To są wnioski z jednego z raportów, który został opracowany na zlecenie MEN. Do tego wszystkiego dochodzą pieniądze. Z oświatowego funduszu płac co czwarta złotówka idzie na urzędników, a nie na pensje nauczycieli narzekających na niegodne zarobki. A na jednego wizytatora przypada aż czterech uczących. – W warunkach gospodarki rynkowej proporcja powinna być jak 1:10 – zauważają eksperci.
Wniosek budujący jest jeden: kuratoria powinny zostać zlikwidowane i zastąpione niezależnymi firmami, które będą sprawowały pieczę nad jakością nauczania.

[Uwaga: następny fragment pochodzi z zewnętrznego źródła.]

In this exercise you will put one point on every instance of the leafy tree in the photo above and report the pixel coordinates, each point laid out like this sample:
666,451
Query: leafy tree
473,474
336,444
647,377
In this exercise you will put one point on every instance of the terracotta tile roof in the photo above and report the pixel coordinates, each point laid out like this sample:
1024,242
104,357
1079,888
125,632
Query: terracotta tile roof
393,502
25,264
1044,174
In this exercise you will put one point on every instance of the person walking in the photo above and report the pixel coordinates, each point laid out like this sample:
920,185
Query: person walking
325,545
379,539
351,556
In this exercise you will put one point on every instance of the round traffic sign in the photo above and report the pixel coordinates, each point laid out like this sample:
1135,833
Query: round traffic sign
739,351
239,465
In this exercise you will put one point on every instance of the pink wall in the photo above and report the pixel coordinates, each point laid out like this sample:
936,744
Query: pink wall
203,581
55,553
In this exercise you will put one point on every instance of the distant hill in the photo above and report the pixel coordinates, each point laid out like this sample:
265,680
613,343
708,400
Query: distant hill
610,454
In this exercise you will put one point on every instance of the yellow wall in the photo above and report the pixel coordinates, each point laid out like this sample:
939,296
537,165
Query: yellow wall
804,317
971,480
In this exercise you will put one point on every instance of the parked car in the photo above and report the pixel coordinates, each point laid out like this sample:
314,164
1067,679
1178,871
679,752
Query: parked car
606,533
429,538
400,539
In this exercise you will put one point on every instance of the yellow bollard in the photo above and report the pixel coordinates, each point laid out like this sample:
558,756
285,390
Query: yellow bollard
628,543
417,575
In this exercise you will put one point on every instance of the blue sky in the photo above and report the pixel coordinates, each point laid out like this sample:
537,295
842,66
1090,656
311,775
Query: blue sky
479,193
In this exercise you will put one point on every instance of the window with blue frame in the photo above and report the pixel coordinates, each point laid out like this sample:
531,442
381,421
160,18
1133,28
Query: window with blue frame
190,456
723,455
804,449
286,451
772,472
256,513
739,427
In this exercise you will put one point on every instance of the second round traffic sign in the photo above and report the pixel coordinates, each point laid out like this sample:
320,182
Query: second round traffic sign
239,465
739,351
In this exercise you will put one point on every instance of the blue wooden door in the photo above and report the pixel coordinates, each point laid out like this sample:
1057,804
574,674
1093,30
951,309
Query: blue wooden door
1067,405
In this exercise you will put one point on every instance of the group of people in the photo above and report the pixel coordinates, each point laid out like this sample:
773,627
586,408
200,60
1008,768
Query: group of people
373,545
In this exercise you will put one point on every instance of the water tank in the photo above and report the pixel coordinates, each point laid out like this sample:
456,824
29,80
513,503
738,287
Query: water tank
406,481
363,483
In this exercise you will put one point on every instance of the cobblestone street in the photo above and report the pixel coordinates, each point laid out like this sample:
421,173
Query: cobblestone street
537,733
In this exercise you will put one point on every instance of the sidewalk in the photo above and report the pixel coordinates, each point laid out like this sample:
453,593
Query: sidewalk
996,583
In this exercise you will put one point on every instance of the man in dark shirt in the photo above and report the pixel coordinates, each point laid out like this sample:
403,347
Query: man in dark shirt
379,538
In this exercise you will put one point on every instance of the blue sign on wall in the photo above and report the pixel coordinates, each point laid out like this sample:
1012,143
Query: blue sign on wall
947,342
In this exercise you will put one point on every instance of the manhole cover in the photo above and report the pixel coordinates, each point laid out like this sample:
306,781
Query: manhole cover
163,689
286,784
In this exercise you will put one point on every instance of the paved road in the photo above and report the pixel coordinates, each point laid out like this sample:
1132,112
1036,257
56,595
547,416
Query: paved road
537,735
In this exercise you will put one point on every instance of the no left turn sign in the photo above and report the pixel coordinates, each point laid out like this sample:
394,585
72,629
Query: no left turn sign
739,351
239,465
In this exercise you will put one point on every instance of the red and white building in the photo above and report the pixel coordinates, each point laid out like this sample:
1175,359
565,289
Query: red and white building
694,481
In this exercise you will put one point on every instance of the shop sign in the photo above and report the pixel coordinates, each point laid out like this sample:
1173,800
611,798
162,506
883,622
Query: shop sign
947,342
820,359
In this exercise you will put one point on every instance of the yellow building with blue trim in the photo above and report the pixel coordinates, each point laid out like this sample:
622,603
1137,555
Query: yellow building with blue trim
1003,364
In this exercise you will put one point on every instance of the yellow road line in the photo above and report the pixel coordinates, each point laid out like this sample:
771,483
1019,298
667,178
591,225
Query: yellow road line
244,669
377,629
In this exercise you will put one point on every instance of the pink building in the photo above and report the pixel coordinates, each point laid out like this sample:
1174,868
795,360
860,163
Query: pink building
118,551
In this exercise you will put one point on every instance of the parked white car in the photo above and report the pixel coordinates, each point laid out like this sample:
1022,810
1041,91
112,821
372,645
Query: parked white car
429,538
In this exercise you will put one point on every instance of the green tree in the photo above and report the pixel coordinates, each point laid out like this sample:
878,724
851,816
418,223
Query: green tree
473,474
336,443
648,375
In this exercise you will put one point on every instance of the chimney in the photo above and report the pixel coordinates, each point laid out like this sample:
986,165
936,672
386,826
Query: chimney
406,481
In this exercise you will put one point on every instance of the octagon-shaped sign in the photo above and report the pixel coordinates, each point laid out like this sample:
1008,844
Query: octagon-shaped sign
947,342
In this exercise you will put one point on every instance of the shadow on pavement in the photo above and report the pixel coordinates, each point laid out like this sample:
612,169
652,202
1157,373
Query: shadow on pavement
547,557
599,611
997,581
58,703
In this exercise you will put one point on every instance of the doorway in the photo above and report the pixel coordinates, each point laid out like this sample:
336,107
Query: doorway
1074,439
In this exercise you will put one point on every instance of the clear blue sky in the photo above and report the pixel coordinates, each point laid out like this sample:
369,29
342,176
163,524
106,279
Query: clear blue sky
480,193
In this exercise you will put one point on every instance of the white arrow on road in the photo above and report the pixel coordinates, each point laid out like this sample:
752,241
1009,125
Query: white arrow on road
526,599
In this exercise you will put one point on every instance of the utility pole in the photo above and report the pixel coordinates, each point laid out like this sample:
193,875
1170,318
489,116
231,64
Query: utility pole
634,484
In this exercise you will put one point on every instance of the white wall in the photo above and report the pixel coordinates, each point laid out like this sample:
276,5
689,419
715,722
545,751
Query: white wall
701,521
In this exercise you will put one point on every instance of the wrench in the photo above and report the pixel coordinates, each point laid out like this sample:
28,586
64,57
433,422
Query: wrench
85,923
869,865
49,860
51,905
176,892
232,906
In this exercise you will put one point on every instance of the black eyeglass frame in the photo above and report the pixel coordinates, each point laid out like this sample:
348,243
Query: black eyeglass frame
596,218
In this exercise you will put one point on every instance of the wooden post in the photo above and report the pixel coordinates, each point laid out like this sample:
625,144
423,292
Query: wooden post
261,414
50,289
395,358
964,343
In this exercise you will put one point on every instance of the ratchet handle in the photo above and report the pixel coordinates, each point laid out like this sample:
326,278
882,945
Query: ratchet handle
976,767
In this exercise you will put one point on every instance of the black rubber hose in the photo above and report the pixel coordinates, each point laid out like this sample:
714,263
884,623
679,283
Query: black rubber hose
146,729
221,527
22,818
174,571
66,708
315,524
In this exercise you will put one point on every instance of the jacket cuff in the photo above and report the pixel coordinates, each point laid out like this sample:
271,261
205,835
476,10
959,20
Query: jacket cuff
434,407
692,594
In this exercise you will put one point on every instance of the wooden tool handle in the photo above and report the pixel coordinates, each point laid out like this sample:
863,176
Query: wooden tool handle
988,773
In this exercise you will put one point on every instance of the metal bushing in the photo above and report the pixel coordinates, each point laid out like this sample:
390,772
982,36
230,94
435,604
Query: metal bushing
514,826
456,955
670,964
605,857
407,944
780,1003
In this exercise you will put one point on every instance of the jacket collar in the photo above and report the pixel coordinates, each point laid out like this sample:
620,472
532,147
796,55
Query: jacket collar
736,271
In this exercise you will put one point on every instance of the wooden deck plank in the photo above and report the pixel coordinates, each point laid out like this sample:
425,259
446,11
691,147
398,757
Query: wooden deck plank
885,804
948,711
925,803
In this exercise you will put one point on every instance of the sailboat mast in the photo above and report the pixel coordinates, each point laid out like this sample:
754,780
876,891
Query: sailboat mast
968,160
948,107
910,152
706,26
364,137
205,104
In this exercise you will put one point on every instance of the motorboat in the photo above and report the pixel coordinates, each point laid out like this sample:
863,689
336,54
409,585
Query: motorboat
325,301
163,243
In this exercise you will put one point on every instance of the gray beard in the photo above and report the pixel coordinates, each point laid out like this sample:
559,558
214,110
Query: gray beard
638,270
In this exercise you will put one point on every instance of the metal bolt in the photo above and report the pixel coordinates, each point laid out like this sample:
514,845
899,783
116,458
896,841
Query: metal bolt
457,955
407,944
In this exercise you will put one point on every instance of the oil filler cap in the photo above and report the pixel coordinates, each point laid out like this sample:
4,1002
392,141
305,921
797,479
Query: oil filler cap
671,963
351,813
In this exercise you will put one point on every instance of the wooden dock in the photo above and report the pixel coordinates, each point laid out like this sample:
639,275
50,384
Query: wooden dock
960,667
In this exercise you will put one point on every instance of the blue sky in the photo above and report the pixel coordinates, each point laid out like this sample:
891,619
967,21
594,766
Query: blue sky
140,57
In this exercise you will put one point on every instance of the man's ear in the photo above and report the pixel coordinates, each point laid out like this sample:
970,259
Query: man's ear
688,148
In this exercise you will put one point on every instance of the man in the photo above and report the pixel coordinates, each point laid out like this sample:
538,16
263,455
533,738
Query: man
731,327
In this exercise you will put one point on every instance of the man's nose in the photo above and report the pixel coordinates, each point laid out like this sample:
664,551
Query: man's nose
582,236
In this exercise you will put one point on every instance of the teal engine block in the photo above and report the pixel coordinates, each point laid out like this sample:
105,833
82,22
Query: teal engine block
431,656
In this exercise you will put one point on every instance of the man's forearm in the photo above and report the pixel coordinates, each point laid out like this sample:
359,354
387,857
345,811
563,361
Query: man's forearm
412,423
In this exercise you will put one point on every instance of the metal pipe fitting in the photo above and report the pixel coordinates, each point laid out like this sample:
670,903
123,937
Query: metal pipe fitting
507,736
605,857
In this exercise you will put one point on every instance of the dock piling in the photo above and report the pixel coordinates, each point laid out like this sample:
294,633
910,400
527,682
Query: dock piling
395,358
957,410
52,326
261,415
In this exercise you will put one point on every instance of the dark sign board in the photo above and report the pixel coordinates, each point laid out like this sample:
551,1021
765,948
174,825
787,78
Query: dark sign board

Takie rozwiązanie przyjęło się w wielu krajach Europy. Ale likwidacji szybko nie będzie, bo ministerstwo nie chce pogorszenia i tak już kiepskich stosunków ze związkami zawodowymi. Te bronią reliktu i grożą protestami.
Tymczasem respondenci nie mają dla kuratoriów litości. Ankiety oceniające pracę tych instytucji wypełniali samorządowcy i dyrektorzy szkół. W skali ocen od 1 do 6 najwyższa była trójka, a nierzadko dawano zero. Krytycy zauważają też, że kuratoria to nierzadko trampolina do władzy i szansa awansu dla tych nauczycieli, którym niezbyt wychodzi praca przed tablicą, za to znacznie lepiej podlizywanie się przełożonym w nadziei na synekurę za biurkiem.